I barely remembered why my parents beat me, yelled at me or criticized me, but I just remembered they did. When I talked to my friends about childhood abuse, we shared about the same experience. We remembered the tools that parents used to beat us, but we all forgot the reason why the conflicts started. And usually, the fights between my parent and I ended up with either seeking for help from my grandparents, and the other parent if my father and my mother were not at the same battle line, or I apologizing for whatever I did, though I did not admit in my heart. December 29th, 2007, it was my 17th birthday. I went back to my hometown and planned to celebrate with relatives and friends (I was in Christmas holiday, but my cousin wasn’t). My cousin came back from school during lunchtime, and my grandparents insisted him to take a nap, but my cousin wanted to play computer games with me. My grandparents were angry with him. To resolve the problem, my father slapped my face, blamed me for distracting my cousin’s nap and disobeying my grandparents. I felt humiliated and ran away from home for couple hours. In the end, my mother and aunt pacified me on the phone and asked me to come back to the party to protect everyone’s face, and my father never apologized to me. That was the worst birthday I’ve ever had. I wasn’t in the mood for party at all. Every time I think about this moment, I still felt angry with my father and hurtful. My father owed me an apology, but I cannot ask it back.

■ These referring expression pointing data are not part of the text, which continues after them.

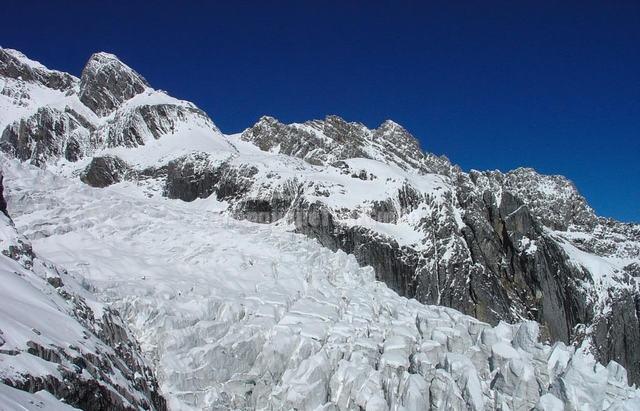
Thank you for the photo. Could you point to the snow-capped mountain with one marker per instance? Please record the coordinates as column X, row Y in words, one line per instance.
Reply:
column 307, row 265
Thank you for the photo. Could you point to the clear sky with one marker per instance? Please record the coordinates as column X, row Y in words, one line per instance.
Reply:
column 553, row 85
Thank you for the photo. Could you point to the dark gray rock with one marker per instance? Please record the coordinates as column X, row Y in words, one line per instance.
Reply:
column 13, row 65
column 48, row 134
column 198, row 176
column 3, row 202
column 616, row 335
column 105, row 171
column 130, row 128
column 106, row 83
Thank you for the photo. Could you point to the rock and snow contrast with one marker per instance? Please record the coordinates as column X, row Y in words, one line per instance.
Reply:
column 151, row 262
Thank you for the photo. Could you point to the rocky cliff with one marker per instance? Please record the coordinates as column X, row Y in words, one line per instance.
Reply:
column 513, row 246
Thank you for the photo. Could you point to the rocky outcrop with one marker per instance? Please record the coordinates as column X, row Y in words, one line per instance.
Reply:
column 3, row 202
column 105, row 171
column 14, row 64
column 198, row 176
column 106, row 83
column 617, row 334
column 131, row 128
column 333, row 139
column 55, row 339
column 46, row 135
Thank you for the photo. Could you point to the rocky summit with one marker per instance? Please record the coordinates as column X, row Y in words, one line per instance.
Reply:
column 150, row 261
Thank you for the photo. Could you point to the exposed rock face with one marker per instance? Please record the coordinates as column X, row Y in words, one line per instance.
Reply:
column 53, row 338
column 332, row 139
column 104, row 171
column 130, row 128
column 198, row 176
column 616, row 335
column 498, row 246
column 3, row 202
column 48, row 134
column 106, row 82
column 553, row 199
column 14, row 64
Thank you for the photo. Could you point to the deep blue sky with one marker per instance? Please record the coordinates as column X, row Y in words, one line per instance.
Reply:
column 551, row 85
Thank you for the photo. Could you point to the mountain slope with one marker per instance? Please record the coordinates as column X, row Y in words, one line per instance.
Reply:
column 56, row 338
column 516, row 246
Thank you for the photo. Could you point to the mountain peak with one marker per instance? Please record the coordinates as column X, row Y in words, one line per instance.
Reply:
column 107, row 82
column 16, row 65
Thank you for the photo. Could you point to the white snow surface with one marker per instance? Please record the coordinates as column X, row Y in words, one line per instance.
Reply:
column 237, row 315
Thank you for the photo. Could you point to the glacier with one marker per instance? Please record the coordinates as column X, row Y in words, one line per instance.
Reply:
column 291, row 266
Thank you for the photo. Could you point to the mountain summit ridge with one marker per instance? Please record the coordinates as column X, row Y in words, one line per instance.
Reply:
column 515, row 246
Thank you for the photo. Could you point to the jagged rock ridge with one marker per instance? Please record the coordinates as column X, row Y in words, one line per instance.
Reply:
column 499, row 246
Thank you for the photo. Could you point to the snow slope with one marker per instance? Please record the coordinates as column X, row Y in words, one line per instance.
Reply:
column 237, row 315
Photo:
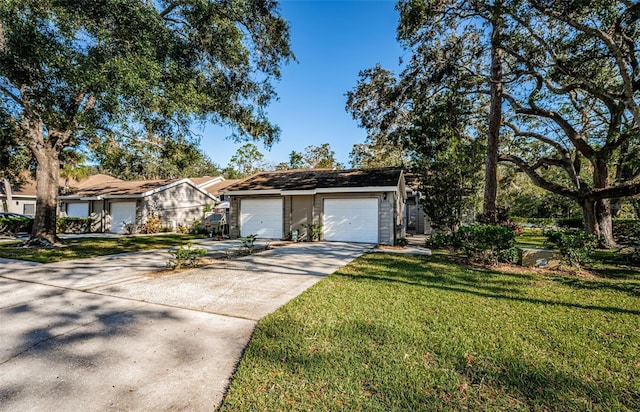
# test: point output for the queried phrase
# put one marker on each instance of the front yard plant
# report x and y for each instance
(575, 246)
(485, 242)
(403, 333)
(186, 256)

When I was little, every time my parents criticized me or beat me, I thought it might be my fault. When I grew up, I realized that my parents were not always right; it was just they were afraid to lose face in front of me. Most of conflicts between my parents and I ended up in silence, and we both chose to not mention them. This is usually how Chinese parenting looks like. Confucianism filial piety rooted in the culture so deeply, so individuals hardly change. I believe my parents were raised in the same way, or even worse. Right now, I do communicate with my parents often and we sometimes talked about my childhood, starting to understand each other. However, from my observation, my parents barely communicated with their parents. I think that’s how society evolves from generation to generation. Individual’s abilities are limited, but through education and acquiring more new information, deeply rooted ideologies can change.

Most of my friends and I are the first generation of one-child since the One Child Policy has been implemented in early 80s. We attracted the full attention from family. As the only child of my family, I know my parents love me and I was born in the right family. However, their behaviors in my childhood were still considered abusive. I shared the story of Look At Us Now, Mother! with my friends, the story ensembles ours. As Sigmund Freud says, “unexpressed emotions will never die. They are buried alive and will come forth later in uglier ways.” All conflicts must be resolved, otherwise accumulating the unpleasant emotions inside will lead to explosion in the future. I like the way that Gayle Kirschenbaum chooses in the movie to remember and examine the past, and then forgives her mother. However, for me, the situation is different and more complicated. It is the culture. I experienced my parents’ love and criticism at the same time. Therefore, I choose to forget and forgive. Comparing to the love that they gave me, the abuse and harm are negligible. I don’t attempt to change the culture, but one day if I were parent, I would not treat my children in the same way as my parents did.